Academic blog post – Ankle sprain
An ankle sprain is when the tough bands of ligaments that surround the ankle bone are typically ‘overstretched’. This can be done by ‘twisting’ or ‘rolling’ the ankle in an awkward way. This injury normally happens when the client accidentally turns or twists the ankle in an awkward way. This is a very common injury that happens to the body. An ankle sprain can be recognised either by bruising, swelling, pain on palpation, redness and stiffness. An ankle sprain is typically managed by rest, ice, compression and elevation (RICE) and functional rehabilitation e.g. mobilisation with support (Hubbard & Wilkstrom, 2010). Depending on the severity of the injury, in more severe cases, it can be treated with crutches and no mobilisation (rest) for a few days. This injury is also known for a high reinjury occurrence, up to 70% of people’s injury reoccur with this injury. Further research has also suggested that short and long-term outcomes following rehabilitation is needed, this means with rehabilitation, this helps improve the stability of the ankle (Hubbard & Wilkstrom, 2010).
As previously stated, the best way to help with an ankle sprain is using the RICE technique. Rest, this helps as it can ease pain and discomfort, ice, use for 15-20 minutes to help with swelling, compression, this will also help with swelling and it will compress the ankle to help slow down swelling and to prevent it, important to not wrap the bandage too tight as you do not want to hinder circulation. Lastly, elevation is also used to help reduce swelling, it is important to elevate above the heart, especially at night, gravity helps reduce swelling by draining excess fluid.

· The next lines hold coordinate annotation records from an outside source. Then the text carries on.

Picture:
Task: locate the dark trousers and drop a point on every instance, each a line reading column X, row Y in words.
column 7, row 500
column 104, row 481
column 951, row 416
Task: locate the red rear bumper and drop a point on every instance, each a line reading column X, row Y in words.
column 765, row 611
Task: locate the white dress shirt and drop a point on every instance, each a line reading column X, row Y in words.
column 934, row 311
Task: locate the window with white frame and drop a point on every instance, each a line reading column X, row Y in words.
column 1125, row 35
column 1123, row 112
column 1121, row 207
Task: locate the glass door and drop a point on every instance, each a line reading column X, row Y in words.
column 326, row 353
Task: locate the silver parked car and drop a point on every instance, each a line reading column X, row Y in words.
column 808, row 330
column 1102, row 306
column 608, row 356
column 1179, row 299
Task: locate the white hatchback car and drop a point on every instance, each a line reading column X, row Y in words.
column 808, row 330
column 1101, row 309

Once the client can start weight bearing with the ankle sprain, as a rehabilitator one of the first steps to help the client is to give the client range of movement/motion (ROM) exercises, also need to. Making sure there is full ROM or it needs to be increased to get back to the normal ROM. After reaching full ROM, the therapist/rehabilitator will then provide the client with stretches, other exercises to help gain strength and stability back in the ankle, this is because once the ankle has been damaged, it becomes weak and is then easier to sprain the ankle again (reoccurring injury).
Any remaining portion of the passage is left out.